On the 13th of June, after work, we left San Jose for the great north. The FJ Cruiser was packed up with care. The little MaoMao bird was carefully deposited in her own home cage, which we moved to "Bird Camp" (Yifun's parents' house). Our plan was to make Redding or thereabouts by nightfall. The plan worked out.
So on the 14th of June, we made our real departure from Northern California, turning off I-5 north and heading Northeast up through the northern California wilds. It is very curious country up here. Lots of rocks everywhere, just lying around on the ground...ostensibly these are ranches or farms but I pity the man who tries to plough it. Some enterprising ranchers had taken to piling the rocks on palettes, with chicken-wire columns to contain them. It looks like these "Bales" of rocks were up for sale, and many of the farms (usually what looked like horse pastures) seemed to have 3' wide stone-piled fences surrounding their compounds. I have to admit, it's a really nice look. Up past the farms, we found Mt. Shasta was out with nary a cloud to be seen. Since we normally drive through here in the Winter to my parents' house in Seattle, this was a pleasant surprise.

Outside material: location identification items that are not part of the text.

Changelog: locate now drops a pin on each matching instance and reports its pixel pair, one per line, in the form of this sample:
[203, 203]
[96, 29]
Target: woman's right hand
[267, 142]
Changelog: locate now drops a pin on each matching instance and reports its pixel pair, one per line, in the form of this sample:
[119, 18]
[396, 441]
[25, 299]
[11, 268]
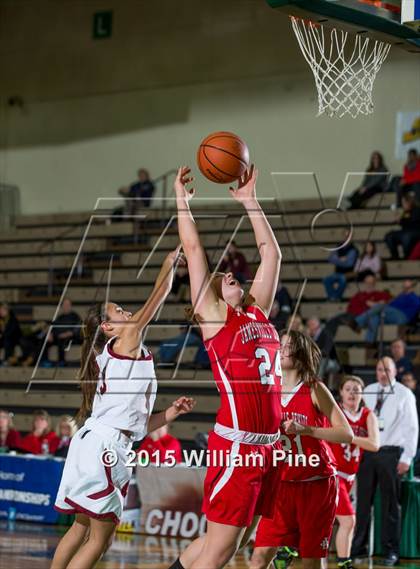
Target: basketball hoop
[344, 74]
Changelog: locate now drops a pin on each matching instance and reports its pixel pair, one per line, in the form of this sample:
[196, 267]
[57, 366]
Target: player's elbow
[348, 435]
[271, 252]
[190, 246]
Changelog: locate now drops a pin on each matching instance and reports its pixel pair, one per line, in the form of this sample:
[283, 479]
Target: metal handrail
[52, 240]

We stopped not long after at a small rest stop, and prepared the first of what would be many savory lunches. We really had some good ideas for making quick road food without paying for every meal. This was one of our better ones, and we kept returning to it. Tortillas are great; they keep well, they pack flat, and they're tasty. Combine with any kind of meat and sauces and you make an instance lunch wrap. Today we had some freeze-dried (camp food) onions and chives, so we just put some water in the baggy to let them soak. Drain that, add some mayo, salt, and pepper, then the tunafish (from a foil pack). Lay down some salad greens, then the tuna, and you've got an instant wrap. We switched in some Salmon, some chicken breasts, throughout the trip.
As we continued northward, Yifun found a reference to a local park near the road in her map. Lava Butte national volcanic monument. There's quite a lot of this sort of thing in northeastern California, Oregon, and thereabouts. Here at Lava Butte, there's a cindercone, built up from years of smaller eruptions. Below the cindercone there's massive piles of black volcanic rock, spreading out in a sea of black amongst the pine trees. Every so often you see an enterprising pine tree that thinks it can grow in the middle of this sort of thing. If you're lucky, like we were, there'll be room to drive up to the top of the cindercone. It's a long spiral drive, on a road only just barely wide enough for two cars. It's quite a view from up there, so it's no surprise they put a fire control station here.